I began by making a list of all the activities I engaged in on the campus, the things that I was expected to do and the things that I liked doing. It turned out to be a long list. I said at the time what people tell me today: I simply cannot go slowly and take care of all these vital matters.
Then I remembered my spiritual teacher, my grandmother, who had great responsibilities in our extended family of over a hundred people and in our village. She always fulfilled those responsibilities splendidly, and I recalled that she had an unerring sense of what was central and what was peripheral. So, using her example, I started striking from my list activities not absolutely essential.
I was amazed at the number that could go. Those connected with colleges know the number of conferences, meetings, symposia, lectures, receptions, and so forth that it is generally assumed we have to attend. Often the gathering has very little to do with our chief duties. So I began to avoid those functions that I could not justify to myself. I thought at first that I would be censured when I no longer appeared at the monthly meeting of, say, the bicycle parking committee. But after several months of nonattendance, I noticed from the conversation of another member of the committee that he had not even noticed my absence. Putting aside my likes and dislikes, keeping my eye on what was necessary, using as much detachment as I could, I struck more and more from the list. Soon half of it was gone, and I found I had more time to give to what seemed likely to be of permanent value.

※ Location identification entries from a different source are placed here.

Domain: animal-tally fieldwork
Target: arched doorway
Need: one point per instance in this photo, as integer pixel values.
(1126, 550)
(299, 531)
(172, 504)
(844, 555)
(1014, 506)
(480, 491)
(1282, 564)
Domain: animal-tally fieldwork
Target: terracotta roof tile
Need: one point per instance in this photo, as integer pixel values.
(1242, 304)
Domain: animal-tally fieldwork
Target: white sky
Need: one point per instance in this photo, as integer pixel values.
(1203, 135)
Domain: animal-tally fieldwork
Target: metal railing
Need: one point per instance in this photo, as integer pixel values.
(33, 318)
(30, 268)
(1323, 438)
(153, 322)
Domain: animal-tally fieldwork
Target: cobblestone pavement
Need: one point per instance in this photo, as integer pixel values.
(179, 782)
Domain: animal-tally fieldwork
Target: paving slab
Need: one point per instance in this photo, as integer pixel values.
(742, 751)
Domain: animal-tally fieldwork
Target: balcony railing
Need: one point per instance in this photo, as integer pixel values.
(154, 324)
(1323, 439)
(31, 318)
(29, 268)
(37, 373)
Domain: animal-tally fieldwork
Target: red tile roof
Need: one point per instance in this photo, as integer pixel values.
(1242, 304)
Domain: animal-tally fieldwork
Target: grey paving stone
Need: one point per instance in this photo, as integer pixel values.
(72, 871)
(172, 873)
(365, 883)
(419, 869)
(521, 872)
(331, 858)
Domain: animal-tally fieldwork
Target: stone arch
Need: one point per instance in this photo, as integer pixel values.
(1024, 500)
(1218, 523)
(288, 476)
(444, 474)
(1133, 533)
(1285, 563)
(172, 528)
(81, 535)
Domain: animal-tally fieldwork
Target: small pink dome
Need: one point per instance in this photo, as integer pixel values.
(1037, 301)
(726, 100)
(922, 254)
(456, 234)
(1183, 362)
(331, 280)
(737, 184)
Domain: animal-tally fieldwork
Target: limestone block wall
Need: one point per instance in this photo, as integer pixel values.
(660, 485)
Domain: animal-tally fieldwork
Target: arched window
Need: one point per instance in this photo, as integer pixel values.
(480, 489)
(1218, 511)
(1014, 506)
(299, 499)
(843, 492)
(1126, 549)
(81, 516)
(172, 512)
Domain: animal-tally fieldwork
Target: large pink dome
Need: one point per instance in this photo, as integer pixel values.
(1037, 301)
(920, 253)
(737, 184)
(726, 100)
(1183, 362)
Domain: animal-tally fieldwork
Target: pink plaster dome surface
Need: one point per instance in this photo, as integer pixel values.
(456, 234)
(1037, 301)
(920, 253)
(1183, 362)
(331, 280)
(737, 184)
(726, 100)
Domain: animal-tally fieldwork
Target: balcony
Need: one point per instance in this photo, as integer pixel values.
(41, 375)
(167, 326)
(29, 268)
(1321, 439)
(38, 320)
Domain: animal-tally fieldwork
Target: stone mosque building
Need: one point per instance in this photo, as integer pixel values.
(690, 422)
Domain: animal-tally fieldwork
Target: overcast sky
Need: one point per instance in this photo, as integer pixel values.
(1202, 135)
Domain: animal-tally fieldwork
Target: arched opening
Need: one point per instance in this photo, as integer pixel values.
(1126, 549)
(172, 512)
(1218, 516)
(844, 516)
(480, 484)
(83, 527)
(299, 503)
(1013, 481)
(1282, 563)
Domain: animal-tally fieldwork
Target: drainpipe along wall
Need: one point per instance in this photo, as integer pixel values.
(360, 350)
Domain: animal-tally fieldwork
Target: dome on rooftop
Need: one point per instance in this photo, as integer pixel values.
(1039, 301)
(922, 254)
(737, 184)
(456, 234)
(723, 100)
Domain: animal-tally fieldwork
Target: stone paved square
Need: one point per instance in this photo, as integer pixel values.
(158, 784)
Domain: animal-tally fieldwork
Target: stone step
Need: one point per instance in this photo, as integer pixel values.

Reengineering our patterns in the ways I have mentioned will not be easy or painless. It will require persistent effort for a long time to reverse the patterns of hurry we have built up over the years. But the benefits are magnificent, and we begin to receive them the very first day we try to make these changes. From the beginning, we have embarked on a new course that will bring us abundant energy, better health, increased peace of mind, more harmonious relations with others, rich creativity in work and play, and a longer, happier span of life.